La última milla como parte de la propuesta de valor
El crecimiento del comercio electrónico modificó el recorrido tradicional de compra. La interacción que antes se producía en un establecimiento comercial ahora puede concretarse en la puerta de una vivienda, una recepción, un centro de distribución o un punto de retiro.
En ese contexto, Maersk señala que el transportista y el comercio forman parte de una misma experiencia desde la perspectiva del consumidor. Un paquete que llega tarde, dañado, mojado o sin información suficiente puede afectar la confianza en la marca, incluso cuando el inconveniente se origina en un eslabón externo de la cadena logística.

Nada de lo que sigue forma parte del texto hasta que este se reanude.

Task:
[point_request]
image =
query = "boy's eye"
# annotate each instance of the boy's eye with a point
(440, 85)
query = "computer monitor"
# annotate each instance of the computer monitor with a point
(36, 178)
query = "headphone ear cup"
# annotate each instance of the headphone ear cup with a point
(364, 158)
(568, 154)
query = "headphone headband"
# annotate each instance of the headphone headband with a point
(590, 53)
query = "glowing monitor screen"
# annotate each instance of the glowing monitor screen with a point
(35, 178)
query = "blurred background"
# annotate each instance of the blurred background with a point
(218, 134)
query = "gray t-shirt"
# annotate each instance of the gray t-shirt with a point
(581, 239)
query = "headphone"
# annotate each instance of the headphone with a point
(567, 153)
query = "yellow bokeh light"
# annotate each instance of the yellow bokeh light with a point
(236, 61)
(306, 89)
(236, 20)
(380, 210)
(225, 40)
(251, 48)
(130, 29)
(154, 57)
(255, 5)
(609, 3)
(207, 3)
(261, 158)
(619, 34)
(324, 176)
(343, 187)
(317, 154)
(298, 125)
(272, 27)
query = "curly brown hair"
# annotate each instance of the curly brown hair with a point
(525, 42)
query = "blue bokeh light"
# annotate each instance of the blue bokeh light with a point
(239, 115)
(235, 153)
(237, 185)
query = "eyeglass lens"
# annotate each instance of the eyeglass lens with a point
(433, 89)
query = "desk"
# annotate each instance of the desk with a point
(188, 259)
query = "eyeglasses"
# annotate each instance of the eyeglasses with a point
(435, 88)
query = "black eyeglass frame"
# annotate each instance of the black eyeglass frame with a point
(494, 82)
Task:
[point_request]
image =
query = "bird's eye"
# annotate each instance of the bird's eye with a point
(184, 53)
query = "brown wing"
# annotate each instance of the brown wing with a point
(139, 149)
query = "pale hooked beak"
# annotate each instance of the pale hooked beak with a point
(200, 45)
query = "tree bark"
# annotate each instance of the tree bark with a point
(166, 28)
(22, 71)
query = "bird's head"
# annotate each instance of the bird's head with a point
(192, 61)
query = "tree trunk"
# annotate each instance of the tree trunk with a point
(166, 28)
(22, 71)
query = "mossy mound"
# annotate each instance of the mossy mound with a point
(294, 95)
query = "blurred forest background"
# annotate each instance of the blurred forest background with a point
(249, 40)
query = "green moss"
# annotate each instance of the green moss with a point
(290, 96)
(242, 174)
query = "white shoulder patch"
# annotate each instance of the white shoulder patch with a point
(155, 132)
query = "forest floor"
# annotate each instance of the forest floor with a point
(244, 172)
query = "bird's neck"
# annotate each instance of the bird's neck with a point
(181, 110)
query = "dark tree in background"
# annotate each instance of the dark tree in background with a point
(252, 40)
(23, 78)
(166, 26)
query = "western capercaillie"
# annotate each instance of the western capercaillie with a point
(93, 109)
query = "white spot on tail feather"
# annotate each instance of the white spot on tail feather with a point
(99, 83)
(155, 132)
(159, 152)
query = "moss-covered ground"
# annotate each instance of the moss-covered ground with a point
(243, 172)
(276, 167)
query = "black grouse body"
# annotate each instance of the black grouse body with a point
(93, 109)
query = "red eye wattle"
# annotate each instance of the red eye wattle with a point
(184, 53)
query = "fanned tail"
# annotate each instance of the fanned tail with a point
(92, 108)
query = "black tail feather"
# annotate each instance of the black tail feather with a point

La empresa considera que cada actualización del envío, demora, cambio de ruta o contacto con el destinatario representa una oportunidad para fortalecer o deteriorar la relación comercial.
Cuatro momentos determinantes en la entrega
El análisis identifica cuatro etapas que influyen especialmente en la percepción del cliente.
La primera es el momento de la promesa, que comienza cuando el consumidor confirma su compra y recibe información sobre los plazos y las condiciones de entrega. En esta instancia se establece el compromiso de la empresa.
La segunda corresponde al momento de silencio, que se produce durante el tránsito del paquete cuando el cliente deja de recibir actualizaciones. Maersk advierte que la falta de visibilidad puede generar incertidumbre, mientras que una comunicación adecuada contribuye a mantener la confianza.
El tercer momento es el de la excepción, que comprende situaciones como retrasos, desvíos o incumplimientos de las ventanas horarias previstas. Para la compañía, el problema no radica únicamente en que ocurran incidentes, sino en la capacidad del sistema para detectarlos con anticipación y actuar antes de que el cliente descubra la dificultad.
Finalmente, el momento de recuperación se relaciona con la entrega efectiva y con la manera en que se resuelven los inconvenientes. La comunicación, la constancia de entrega y la capacidad de asumir responsabilidades resultan elementos relevantes para determinar la impresión que queda en el consumidor.
Visibilidad y coordinación para reducir el impacto de las incidencias
Desde la perspectiva de Maersk, las empresas que gestionan de manera eficiente sus redes de distribución no se limitan a rastrear paquetes. También analizan la información disponible para identificar anomalías, anticipar interrupciones y activar soluciones antes de que se transformen en reclamos.
La compañía destaca tres características de las operaciones más resilientes: el diseño de procesos preparados para enfrentar excepciones, el uso de la visibilidad como herramienta de intervención y la capacidad de absorber la complejidad operativa mediante sistemas, en lugar de trasladarla exclusivamente a los trabajadores o a los equipos de atención al cliente.
En este escenario, los departamentos de experiencia del cliente pueden quedar expuestos a las consecuencias de fallas logísticas que no están en condiciones de controlar. La falta de información sobre un envío o la imposibilidad de resolver rápidamente un inconveniente incrementan las consultas y pueden afectar la fidelización.
Una red logística integrada
Maersk sostiene que la estrategia de distribución de paquetes debe funcionar como una extensión de la promesa comercial de cada empresa. Para ello, considera necesario contar con redes capaces de adaptarse a interrupciones, alternativas de transporte y distribución, y sistemas que permitan mantener informado al cliente durante todo el proceso.
En su propuesta, la compañía señala que coordina una red de más de 70 transportistas mediante una capa tecnológica y de servicio común, con el objetivo de integrar la complejidad operativa y ofrecer una experiencia más uniforme al destinatario.
La conclusión del análisis es que el consumidor posiblemente no conozca la infraestructura, los sistemas o la cantidad de operadores que intervienen en la entrega. Sin embargo, sí recordará si el pedido llegó en las condiciones previstas, si recibió información suficiente y cómo respondió la empresa ante una eventual dificultad.
De esta manera, la última milla adquiere una dimensión estratégica: ya no representa únicamente el tramo final del movimiento de una mercancía, sino también el momento en que una marca concreta su compromiso con el cliente.